Question

During cold weather periods, vapor in a room diffuses through the dry wall and condenses in the adjoining insulation. This process decreases the thermal resistance and degrades the insulation. Consider a condition at which the vapor pressure in the air at \(25^{\circ} \mathrm{C}\) inside a room is $3 \mathrm{kPa}$, and the vapor pressure in the insulation is negligible. The \(3-\mathrm{m}\)-high and 10 -m-wide dry wall is \(12 \mathrm{~mm}\) thick with a solubility of water vapor in the wall material of approximately $0.007 \mathrm{kmol} / \mathrm{m}^{3}$. bar, and the diffusion coefficient of water vapor in the wall is \(0.2 \times 10^{-9} \mathrm{~m}^{2} / \mathrm{s}\). Determine the mass diffusion rate of water vapor through the wall.

Short answer

Answer: The mass diffusion rate of water vapor through the dry wall is approximately 1.889 g/s.

Step-by-step solution

List given information and identify the formula.

We are given the following information: - The vapor pressure in the air (\(P_{1}\)) is 3 kPa, - The vapor pressure in the insulation (\(P_{2}\)) is negligible, so we can consider it as 0 kPa, - The height (H) and width (W) of the drywall are 3 m and 10 m, respectively, - The thickness of the drywall (L) is 12 mm, - The solubility of water vapor in the wall material (S) is approximately 0.007 kmol/m³.bar, - The diffusion coefficient of water (D) vapor in the wall is \(0.2 * 10^{-9} \text{m}^2/\text{s}\). We will use Fick's law of diffusion to determine the mass diffusion rate of water vapor through the wall: \(J = -D \frac{\Delta C}{L}\) First, we will need to find the difference in concentration of the vapor on each side of the wall, which is related to the vapor pressures and the solubility.
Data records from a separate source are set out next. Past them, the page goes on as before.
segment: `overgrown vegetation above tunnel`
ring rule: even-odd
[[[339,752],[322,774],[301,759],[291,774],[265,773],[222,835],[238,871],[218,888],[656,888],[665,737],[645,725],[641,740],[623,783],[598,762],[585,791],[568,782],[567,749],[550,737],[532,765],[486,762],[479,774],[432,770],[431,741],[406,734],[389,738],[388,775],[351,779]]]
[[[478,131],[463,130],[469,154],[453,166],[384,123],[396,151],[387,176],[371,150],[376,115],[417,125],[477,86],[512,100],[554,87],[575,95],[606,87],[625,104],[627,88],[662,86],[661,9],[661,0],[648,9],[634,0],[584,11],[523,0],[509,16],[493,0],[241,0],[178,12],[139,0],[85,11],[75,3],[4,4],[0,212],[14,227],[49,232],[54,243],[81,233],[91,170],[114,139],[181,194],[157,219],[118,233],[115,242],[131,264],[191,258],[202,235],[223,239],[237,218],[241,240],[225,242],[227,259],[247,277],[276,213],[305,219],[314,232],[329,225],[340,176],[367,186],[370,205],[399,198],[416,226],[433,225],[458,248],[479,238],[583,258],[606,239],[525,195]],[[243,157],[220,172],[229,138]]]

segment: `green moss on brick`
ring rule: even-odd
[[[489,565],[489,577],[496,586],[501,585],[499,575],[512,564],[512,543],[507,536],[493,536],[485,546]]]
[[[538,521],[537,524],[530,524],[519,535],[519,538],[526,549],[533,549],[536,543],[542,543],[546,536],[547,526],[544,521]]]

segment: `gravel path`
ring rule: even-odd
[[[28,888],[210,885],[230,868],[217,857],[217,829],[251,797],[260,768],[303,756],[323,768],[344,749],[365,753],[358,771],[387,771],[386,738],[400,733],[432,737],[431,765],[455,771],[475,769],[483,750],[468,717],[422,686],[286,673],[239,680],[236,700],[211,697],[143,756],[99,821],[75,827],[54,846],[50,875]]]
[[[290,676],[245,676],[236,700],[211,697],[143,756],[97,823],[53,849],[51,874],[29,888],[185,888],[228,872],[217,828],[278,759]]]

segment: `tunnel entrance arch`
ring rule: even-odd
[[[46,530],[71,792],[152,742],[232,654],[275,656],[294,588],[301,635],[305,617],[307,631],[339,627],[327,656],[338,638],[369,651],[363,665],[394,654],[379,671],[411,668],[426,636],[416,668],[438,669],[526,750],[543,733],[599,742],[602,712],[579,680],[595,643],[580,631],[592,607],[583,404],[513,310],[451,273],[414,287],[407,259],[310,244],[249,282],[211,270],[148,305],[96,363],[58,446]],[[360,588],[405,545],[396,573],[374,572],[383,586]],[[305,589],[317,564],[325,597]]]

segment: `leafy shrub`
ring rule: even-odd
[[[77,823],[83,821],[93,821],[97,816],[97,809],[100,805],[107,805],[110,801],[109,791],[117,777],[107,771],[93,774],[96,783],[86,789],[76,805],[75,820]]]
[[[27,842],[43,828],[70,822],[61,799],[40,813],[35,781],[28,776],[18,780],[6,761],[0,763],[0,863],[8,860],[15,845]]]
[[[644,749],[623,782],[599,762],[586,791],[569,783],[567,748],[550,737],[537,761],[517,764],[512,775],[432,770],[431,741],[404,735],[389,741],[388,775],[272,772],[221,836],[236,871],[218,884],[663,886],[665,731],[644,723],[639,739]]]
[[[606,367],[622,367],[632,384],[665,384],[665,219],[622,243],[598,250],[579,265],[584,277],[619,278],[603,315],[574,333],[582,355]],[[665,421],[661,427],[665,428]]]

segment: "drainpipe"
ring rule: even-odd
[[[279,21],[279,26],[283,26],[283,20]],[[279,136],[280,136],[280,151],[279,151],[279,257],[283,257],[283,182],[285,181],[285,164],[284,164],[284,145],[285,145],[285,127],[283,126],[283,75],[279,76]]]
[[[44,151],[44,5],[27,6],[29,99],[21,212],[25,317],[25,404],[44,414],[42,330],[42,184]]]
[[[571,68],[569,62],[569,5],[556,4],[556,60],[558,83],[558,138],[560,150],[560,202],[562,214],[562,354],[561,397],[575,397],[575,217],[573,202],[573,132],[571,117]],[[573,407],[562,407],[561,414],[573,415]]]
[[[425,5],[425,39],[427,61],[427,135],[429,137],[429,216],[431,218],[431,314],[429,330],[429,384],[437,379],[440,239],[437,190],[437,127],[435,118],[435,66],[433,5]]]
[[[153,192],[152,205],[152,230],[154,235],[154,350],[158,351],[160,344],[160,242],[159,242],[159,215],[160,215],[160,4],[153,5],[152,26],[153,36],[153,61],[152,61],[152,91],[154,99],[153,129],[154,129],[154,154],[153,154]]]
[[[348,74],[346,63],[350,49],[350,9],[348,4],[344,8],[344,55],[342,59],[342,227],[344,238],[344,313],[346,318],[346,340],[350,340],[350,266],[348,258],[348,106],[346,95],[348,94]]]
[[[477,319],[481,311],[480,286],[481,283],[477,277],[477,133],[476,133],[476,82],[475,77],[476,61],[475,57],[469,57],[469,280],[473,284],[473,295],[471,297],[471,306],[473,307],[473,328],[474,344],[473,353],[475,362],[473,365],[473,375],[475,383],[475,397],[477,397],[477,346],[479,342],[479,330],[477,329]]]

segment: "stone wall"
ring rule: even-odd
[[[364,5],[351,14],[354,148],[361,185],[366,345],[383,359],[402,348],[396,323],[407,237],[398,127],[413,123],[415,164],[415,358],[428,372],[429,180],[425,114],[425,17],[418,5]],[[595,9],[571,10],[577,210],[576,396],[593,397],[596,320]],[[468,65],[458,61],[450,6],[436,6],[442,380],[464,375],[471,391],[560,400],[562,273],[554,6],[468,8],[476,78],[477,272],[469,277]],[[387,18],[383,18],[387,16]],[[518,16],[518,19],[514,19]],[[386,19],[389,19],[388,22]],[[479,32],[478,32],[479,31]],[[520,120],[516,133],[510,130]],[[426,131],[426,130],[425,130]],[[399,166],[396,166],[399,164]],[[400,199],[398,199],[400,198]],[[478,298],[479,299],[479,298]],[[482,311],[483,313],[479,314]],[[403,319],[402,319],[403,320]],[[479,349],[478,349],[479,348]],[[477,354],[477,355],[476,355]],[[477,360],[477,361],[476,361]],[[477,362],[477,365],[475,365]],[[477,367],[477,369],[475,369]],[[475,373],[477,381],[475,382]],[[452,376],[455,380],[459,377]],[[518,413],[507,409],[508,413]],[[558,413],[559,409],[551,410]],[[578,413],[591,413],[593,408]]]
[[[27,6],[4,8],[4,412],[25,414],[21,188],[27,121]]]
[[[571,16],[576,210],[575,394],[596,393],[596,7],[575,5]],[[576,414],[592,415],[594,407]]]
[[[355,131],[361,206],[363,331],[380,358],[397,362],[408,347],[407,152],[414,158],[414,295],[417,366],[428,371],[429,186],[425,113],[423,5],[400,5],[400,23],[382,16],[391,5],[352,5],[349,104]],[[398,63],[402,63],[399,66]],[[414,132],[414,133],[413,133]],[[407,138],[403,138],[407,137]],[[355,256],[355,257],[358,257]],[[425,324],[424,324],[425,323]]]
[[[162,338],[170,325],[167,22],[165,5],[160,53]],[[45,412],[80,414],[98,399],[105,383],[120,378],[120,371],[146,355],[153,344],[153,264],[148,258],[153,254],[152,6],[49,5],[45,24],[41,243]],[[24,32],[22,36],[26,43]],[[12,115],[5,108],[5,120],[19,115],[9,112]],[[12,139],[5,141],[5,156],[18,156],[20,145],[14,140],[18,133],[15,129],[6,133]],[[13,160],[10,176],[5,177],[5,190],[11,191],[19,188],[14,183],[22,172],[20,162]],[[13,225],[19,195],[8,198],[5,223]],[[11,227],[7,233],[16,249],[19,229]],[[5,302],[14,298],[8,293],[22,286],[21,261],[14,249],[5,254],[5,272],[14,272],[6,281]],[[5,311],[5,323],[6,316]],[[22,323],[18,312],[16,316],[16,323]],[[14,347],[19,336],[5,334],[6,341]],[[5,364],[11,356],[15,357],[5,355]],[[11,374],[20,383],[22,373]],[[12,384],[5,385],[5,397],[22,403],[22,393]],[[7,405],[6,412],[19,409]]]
Convert vapor pressures to concentrations using solubility.

To find the concentrations (\(C_1\) and \(C_2\)) of the vapor on each side of the wall, we use the solubility (S): \(C_1 = P_1 \times S\) and \(C_2 = P_2 \times S\) Since \(P_{2} = 0 \,\text{kPa}\), \(C_2\) is 0. For \(C_1\), we have: \(C_1 = 3\, \text{kPa} \times 0.007\, \text{kmol/m}^3\text{.bar}\) Note that we need to make sure the pressure is in bars so the units align: \(C_1 = (3/100)\, \text{bar} \times 0.007\, \text{kmol/m}^3\text{.bar} = 0.00021\, \text{kmol/m}^3\) The difference in concentration is \(\Delta C = C_1 - C_2 = 0.00021\, \text{kmol/m}^3\).

Apply Fick's Law.

Now that we have the difference in concentration (\(\Delta C\)), we can use Fick's law to find the molar diffusion rate of water vapor through the wall: \(J = -D \frac{\Delta C}{L}\) \(J = - (0.2 * 10^{-9}\, \text{m}^2/\text{s}) \frac{0.00021\, \text{kmol/m}^3}{0.012\, \text{m}}\) \(J = - (-3.5 * 10^{-6}\, \text{kmol/m}^2\text{s})\) As the signs were only to indicate direction, we can discard the negative sign, and we get: \(J = 3.5 * 10^{-6}\, \text{kmol/m}^2\text{s}\)

Calculate mass diffusion rate.

Finally, we will convert the molar diffusion rate into a mass diffusion rate using the molar mass of water (18.015 g/mol): \(Mass\_Diffusion\_Rate = J \times Area \times Molar\_Mass\_Water\) \(Area = Height \times Width = 3\, \text{m} \times 10\, \text{m} = 30\, \text{m}^2\) \(Mass\_Diffusion\_Rate = (3.5 * 10^{-6}\, \text{kmol/m}^2\text{s}) \times 30\, \text{m}^2 \times 18.015\, \text{g/mol}\) \(Mass\_Diffusion\_Rate = 1.889\, \text{g/s}\) Therefore, the mass diffusion rate of water vapor through the wall is approximately 1.889 g/s.